Judge Richard Humphreys suggested that An Bord Pleanála had been guilty of ‘a certain laxity in scrutiny’ when granting permission for the development.


A High Court judge has criticised An Bord Pleanála for “a certain laxity” in its scrutiny of a developer’s documents in his judgment overturning the board’s permission for a strategic housing development of more than 300 apartments in Dublin’s docklands.

Mr Justice Richard Humphreys said, given his findings, it would not be appropriate to remit the planning application for reconsideration by the board, with the effect a new planning application will have to be made.

Atlantic Diamond Ltd challenged the August 2020 permission for what it described as a “factory-cum-apartment” development of 336 apartments, in six blocks ranging in height from four to ten storeys, childcare facilities and associated works, to replace most of the existing commercial units at Docklands Innovation Park, East Wall.

Its case was against the board. EWR Innovation Park Ltd, the developer, was a notice party.

Atlantic, represented by Micheál O'Connell SC, with Niall Handy BL, instructed by Kane Tuohy solicitors, was incorporated in 1990 for purposes including industrial diamond tooling. It had entered in 1994 into a 35 year lease with Forfás in respect of Unit 11 in the park. EWR is successor in title to Forfás.

Atlantic is one of the few remaining lease holders in the park, originally zoned for industrial use and currently zoned for strategic development and regeneration of the area in the Dublin City Development Plan 2016-22. Apart from its unit, and two other units, the remaining buildings and lands are subject of EWR’s proposed development.

The board had concluded the development would contravene the area development plan in relation to building height guidelines but it held that departure was permissible under the Planning and Development Act 2000 having regard to various matters.

In its judicial review challenge, Atlantic claimed the board failed to give adequate reasons for permitting 336 apartments in an industrial estate which it claimed, was “a grave planning error”.

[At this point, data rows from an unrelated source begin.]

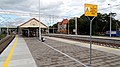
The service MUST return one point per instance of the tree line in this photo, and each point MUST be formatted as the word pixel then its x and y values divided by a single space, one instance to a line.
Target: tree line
pixel 100 24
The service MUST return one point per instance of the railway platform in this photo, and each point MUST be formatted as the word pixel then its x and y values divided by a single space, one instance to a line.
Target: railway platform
pixel 17 54
pixel 56 52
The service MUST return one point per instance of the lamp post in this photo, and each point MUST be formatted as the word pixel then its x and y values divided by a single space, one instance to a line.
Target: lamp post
pixel 110 19
pixel 39 22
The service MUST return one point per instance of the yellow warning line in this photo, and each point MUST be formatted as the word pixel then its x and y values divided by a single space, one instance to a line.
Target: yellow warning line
pixel 10 53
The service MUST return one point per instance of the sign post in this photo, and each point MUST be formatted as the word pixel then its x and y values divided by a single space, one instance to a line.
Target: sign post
pixel 90 10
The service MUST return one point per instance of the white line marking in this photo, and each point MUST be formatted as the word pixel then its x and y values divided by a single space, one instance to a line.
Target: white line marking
pixel 65 55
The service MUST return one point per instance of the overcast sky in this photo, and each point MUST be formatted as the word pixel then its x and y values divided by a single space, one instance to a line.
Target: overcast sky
pixel 69 8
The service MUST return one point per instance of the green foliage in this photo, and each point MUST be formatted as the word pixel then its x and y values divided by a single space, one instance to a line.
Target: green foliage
pixel 2 36
pixel 100 24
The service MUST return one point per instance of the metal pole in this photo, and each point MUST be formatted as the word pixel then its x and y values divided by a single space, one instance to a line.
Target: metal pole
pixel 68 28
pixel 39 22
pixel 110 19
pixel 76 25
pixel 53 24
pixel 91 40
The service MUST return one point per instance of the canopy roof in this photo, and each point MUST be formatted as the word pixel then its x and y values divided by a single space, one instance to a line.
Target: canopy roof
pixel 33 23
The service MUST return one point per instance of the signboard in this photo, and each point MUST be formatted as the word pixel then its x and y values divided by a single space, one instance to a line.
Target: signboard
pixel 90 10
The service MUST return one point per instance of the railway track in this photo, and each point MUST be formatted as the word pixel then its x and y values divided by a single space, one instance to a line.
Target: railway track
pixel 5 42
pixel 108 42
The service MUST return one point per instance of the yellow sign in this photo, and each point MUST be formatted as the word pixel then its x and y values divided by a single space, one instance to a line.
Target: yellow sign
pixel 90 10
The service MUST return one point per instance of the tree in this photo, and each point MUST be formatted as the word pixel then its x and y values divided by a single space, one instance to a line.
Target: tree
pixel 100 24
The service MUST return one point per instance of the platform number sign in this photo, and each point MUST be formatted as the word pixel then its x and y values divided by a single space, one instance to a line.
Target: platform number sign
pixel 90 10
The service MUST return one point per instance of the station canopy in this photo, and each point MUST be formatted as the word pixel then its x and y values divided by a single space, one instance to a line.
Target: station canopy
pixel 32 23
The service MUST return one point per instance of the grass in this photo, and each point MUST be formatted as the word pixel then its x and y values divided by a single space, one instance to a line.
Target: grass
pixel 2 36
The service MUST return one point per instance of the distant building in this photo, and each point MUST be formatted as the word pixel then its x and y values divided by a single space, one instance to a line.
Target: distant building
pixel 62 26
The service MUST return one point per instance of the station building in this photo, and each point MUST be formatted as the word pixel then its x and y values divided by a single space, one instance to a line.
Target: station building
pixel 62 26
pixel 28 29
pixel 31 28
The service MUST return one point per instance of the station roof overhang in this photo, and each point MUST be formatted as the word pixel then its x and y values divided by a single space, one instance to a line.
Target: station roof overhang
pixel 32 23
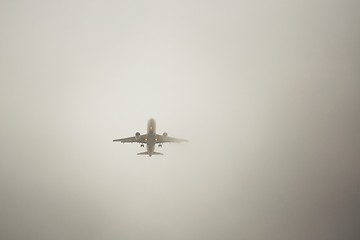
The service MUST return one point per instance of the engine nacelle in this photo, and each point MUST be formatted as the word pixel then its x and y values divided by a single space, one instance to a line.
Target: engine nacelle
pixel 137 136
pixel 164 136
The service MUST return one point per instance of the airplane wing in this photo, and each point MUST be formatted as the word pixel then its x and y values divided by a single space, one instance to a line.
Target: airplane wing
pixel 161 139
pixel 142 139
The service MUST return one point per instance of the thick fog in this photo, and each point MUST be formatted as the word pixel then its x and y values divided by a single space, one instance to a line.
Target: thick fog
pixel 266 92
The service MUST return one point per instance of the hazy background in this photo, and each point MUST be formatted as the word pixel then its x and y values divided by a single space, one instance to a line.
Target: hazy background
pixel 266 92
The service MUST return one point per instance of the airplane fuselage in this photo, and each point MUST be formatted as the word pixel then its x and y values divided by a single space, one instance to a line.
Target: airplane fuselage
pixel 151 136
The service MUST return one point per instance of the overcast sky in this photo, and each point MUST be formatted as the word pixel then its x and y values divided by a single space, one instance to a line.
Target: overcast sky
pixel 266 92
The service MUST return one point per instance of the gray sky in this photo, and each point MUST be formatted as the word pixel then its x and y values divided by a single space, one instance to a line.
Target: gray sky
pixel 266 92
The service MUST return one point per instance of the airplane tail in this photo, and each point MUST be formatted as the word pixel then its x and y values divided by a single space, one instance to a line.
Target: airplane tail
pixel 157 153
pixel 146 153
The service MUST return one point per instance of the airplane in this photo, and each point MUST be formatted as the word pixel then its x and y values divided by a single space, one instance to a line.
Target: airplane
pixel 150 139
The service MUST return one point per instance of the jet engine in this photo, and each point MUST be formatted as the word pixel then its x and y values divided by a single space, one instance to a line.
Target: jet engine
pixel 137 136
pixel 164 137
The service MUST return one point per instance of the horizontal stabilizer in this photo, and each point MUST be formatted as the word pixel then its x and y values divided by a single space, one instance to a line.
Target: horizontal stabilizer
pixel 156 153
pixel 146 153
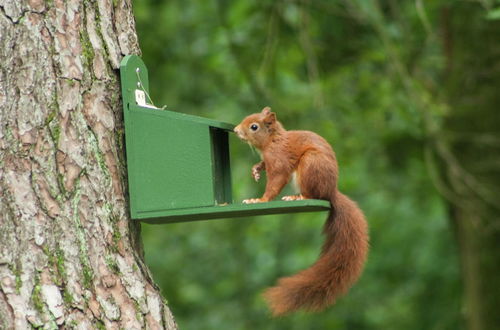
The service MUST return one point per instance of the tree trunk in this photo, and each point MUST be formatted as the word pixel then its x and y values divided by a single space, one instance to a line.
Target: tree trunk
pixel 69 254
pixel 472 168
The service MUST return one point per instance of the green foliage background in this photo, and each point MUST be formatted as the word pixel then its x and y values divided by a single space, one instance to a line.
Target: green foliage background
pixel 365 75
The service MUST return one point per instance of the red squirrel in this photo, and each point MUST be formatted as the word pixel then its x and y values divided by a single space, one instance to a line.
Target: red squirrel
pixel 308 156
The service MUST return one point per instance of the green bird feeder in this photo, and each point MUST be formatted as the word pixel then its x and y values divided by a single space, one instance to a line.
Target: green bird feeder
pixel 178 165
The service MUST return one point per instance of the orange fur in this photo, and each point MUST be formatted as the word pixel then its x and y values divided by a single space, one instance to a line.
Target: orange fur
pixel 313 160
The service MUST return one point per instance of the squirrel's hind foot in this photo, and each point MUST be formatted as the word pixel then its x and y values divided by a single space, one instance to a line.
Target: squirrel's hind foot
pixel 293 198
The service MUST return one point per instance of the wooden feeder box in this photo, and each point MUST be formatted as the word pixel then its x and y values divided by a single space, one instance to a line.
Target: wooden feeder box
pixel 178 164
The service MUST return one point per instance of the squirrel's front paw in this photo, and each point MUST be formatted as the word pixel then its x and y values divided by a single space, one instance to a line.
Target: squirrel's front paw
pixel 256 172
pixel 252 201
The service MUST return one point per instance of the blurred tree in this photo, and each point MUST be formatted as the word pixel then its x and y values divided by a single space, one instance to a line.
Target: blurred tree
pixel 470 157
pixel 395 88
pixel 69 256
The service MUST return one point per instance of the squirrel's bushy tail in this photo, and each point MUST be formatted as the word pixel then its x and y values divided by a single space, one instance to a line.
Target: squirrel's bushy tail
pixel 339 266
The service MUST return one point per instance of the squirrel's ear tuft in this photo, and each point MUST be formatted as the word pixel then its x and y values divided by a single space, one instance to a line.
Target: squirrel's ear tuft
pixel 266 111
pixel 270 118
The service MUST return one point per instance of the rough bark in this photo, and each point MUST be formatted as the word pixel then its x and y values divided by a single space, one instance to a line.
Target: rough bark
pixel 69 254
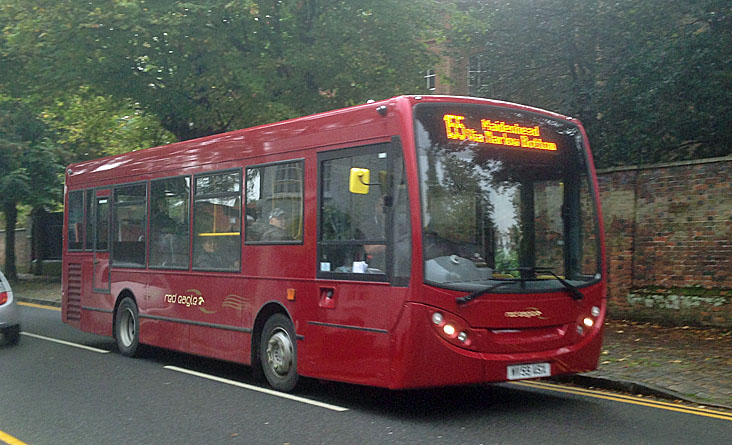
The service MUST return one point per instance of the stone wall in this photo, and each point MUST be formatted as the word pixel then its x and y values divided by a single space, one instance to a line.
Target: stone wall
pixel 668 230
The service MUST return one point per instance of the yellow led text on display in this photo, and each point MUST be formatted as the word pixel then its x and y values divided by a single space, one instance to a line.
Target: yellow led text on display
pixel 497 133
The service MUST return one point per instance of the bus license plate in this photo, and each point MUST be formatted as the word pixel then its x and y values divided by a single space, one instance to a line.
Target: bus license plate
pixel 529 371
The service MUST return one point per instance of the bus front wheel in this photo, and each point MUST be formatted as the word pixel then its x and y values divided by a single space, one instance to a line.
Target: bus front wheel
pixel 278 353
pixel 127 327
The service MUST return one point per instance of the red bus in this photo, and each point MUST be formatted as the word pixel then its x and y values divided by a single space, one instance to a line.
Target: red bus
pixel 414 242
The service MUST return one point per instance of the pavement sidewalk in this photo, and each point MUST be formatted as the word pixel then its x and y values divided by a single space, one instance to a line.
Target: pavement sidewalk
pixel 680 363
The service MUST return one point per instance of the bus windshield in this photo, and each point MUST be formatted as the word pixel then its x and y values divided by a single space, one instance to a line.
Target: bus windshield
pixel 506 195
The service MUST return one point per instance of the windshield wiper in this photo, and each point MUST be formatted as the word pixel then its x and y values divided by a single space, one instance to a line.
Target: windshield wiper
pixel 573 291
pixel 470 297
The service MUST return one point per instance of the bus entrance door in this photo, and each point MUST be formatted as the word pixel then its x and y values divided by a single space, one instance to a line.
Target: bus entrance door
pixel 101 228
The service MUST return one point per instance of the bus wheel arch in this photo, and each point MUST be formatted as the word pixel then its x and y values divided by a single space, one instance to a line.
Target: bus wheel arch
pixel 126 323
pixel 274 347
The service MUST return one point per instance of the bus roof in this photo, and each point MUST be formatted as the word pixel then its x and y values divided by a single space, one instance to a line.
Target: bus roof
pixel 322 129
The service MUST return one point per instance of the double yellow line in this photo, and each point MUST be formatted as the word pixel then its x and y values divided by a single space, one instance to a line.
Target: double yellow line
pixel 9 440
pixel 627 399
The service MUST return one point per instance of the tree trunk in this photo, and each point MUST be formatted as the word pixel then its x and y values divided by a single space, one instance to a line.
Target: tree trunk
pixel 11 218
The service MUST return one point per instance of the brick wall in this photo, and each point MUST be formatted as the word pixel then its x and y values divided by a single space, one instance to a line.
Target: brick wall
pixel 668 231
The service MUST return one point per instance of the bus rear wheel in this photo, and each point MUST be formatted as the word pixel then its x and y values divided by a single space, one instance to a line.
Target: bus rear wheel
pixel 278 353
pixel 127 327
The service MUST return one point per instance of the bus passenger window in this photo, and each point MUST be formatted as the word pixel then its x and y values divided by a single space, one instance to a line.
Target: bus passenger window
pixel 274 206
pixel 129 218
pixel 75 211
pixel 217 222
pixel 169 226
pixel 358 235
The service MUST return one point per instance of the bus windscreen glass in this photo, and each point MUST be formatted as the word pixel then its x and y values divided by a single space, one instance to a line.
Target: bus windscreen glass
pixel 506 196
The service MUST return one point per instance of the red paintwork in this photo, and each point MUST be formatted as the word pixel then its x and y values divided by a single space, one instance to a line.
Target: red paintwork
pixel 401 348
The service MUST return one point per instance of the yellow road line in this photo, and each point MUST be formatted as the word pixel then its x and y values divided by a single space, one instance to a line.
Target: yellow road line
pixel 40 306
pixel 627 399
pixel 10 440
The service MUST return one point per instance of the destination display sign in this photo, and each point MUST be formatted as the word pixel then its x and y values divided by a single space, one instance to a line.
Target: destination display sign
pixel 495 132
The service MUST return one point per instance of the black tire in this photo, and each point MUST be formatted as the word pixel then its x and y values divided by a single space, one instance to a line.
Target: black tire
pixel 10 336
pixel 127 327
pixel 278 353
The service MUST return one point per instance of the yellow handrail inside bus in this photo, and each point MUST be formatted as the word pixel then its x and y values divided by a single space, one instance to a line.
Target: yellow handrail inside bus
pixel 220 234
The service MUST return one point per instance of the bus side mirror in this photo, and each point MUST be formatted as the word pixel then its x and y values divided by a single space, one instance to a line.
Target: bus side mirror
pixel 359 181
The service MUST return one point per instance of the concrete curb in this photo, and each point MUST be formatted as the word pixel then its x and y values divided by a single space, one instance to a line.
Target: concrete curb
pixel 631 387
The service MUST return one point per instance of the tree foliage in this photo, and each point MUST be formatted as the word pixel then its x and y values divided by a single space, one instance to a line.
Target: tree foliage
pixel 204 67
pixel 29 171
pixel 651 80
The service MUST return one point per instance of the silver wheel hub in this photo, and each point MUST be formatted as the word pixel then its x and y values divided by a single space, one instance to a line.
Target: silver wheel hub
pixel 279 352
pixel 127 327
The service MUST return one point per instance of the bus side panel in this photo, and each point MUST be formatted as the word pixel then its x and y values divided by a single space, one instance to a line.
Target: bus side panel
pixel 161 321
pixel 348 336
pixel 217 315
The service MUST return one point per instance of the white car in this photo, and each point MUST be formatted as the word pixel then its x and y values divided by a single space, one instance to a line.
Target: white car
pixel 9 315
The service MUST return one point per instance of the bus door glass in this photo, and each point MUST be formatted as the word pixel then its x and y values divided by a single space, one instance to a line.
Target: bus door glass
pixel 100 230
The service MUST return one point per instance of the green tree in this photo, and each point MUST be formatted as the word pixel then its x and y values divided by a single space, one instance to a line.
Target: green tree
pixel 28 169
pixel 203 67
pixel 650 79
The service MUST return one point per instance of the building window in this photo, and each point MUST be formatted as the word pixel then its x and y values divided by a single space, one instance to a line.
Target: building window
pixel 477 74
pixel 217 222
pixel 169 222
pixel 128 233
pixel 430 78
pixel 275 203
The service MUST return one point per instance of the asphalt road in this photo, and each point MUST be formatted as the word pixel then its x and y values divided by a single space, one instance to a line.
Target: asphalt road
pixel 58 393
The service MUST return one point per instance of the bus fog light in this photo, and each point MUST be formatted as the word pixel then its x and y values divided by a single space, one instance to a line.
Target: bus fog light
pixel 437 318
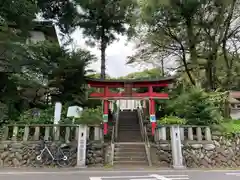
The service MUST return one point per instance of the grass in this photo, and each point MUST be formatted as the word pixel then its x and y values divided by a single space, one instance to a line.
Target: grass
pixel 229 127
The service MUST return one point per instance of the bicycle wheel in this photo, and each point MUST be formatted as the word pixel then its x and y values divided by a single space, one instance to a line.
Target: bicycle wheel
pixel 64 157
pixel 37 159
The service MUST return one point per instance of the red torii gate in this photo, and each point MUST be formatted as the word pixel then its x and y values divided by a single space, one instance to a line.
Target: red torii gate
pixel 128 85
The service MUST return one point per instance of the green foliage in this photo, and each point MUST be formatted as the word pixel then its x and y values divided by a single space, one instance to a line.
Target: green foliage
pixel 171 120
pixel 99 20
pixel 90 116
pixel 228 128
pixel 197 107
pixel 3 113
pixel 154 73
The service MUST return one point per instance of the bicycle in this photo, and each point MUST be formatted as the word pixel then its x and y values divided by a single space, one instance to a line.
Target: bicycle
pixel 46 155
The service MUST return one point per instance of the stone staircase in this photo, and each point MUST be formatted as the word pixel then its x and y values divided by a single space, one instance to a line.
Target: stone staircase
pixel 128 127
pixel 129 148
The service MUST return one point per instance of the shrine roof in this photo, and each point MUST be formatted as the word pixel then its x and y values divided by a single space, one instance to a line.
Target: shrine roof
pixel 164 79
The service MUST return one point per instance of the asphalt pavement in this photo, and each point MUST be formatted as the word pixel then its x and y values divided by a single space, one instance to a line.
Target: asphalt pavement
pixel 86 174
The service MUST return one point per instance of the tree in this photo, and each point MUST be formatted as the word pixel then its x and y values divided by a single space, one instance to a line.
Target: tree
pixel 16 18
pixel 154 73
pixel 100 20
pixel 193 31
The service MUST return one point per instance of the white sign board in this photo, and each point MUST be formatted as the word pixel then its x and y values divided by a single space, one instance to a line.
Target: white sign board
pixel 74 111
pixel 57 112
pixel 146 177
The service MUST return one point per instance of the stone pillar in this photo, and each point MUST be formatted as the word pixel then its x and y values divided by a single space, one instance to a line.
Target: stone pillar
pixel 152 115
pixel 190 134
pixel 96 133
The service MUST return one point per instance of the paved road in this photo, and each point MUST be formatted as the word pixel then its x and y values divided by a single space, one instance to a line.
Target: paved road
pixel 118 175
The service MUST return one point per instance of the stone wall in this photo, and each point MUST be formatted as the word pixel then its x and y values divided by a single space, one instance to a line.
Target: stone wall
pixel 23 154
pixel 220 153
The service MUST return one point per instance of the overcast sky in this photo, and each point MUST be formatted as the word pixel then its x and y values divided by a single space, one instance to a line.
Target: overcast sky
pixel 116 55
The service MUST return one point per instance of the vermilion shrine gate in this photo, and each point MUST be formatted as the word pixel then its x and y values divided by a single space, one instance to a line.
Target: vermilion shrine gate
pixel 106 94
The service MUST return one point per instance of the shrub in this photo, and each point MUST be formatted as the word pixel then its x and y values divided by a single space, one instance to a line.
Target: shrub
pixel 90 116
pixel 171 120
pixel 37 116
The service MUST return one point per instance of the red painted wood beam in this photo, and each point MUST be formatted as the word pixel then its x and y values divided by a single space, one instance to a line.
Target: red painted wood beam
pixel 120 95
pixel 121 85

Parents would not let children play unattended for fear of being run over by a lorry or truck, it claimed.

The board, it argued, failed to have adequate regard for the company’s submissions on the alleged unprecedented nature of the development. It had cited issues in relation to traffic and pedestrian safety, access for HGVs and unworkability of an asserted internal roadway within the development site.

The judge quashed the permission on several grounds, including the board’s failure to provide a clear reason why the alleged unprecedented nature of the development was not a countervailing consideration to the grant of permission.

He held Atlantic was not provided with the main reasons for decisions reached with regard to the main issues raised by it, including why its submissions about movements of heavy vehicles and the use of outdoor equipment were rejected.

He also found the board failed to apply the correct test concerning the applicable standard for daylight and sunlight for the development for the purposes of residential amenity.

The board failed to identify that the living room in every apartment has a shared use with a kitchen, with the effect the higher minimum ADF (average daylight factor) value of 2 per cent should apply, not 1.5 per cent, he said.

The board and its inspector accepted documents from the developer concerning light guidelines for kitchens and living rooms which failed to reflect what was being dealt with were combined kitchens and living rooms.

Had the board properly addressed these matters, the problem would have come to light and this illustrated “a certain laxity in scrutiny, involving, in effect, the cutting and pasting of the developer’s materials, without adequate critical interrogation”.

The 2018 building height guidelines for planning authorities are not permissive, as argued by the Board, but are mandatory statutory guidelines which require the decision maker to have appropriate and reasonable regard to identified standards, he held.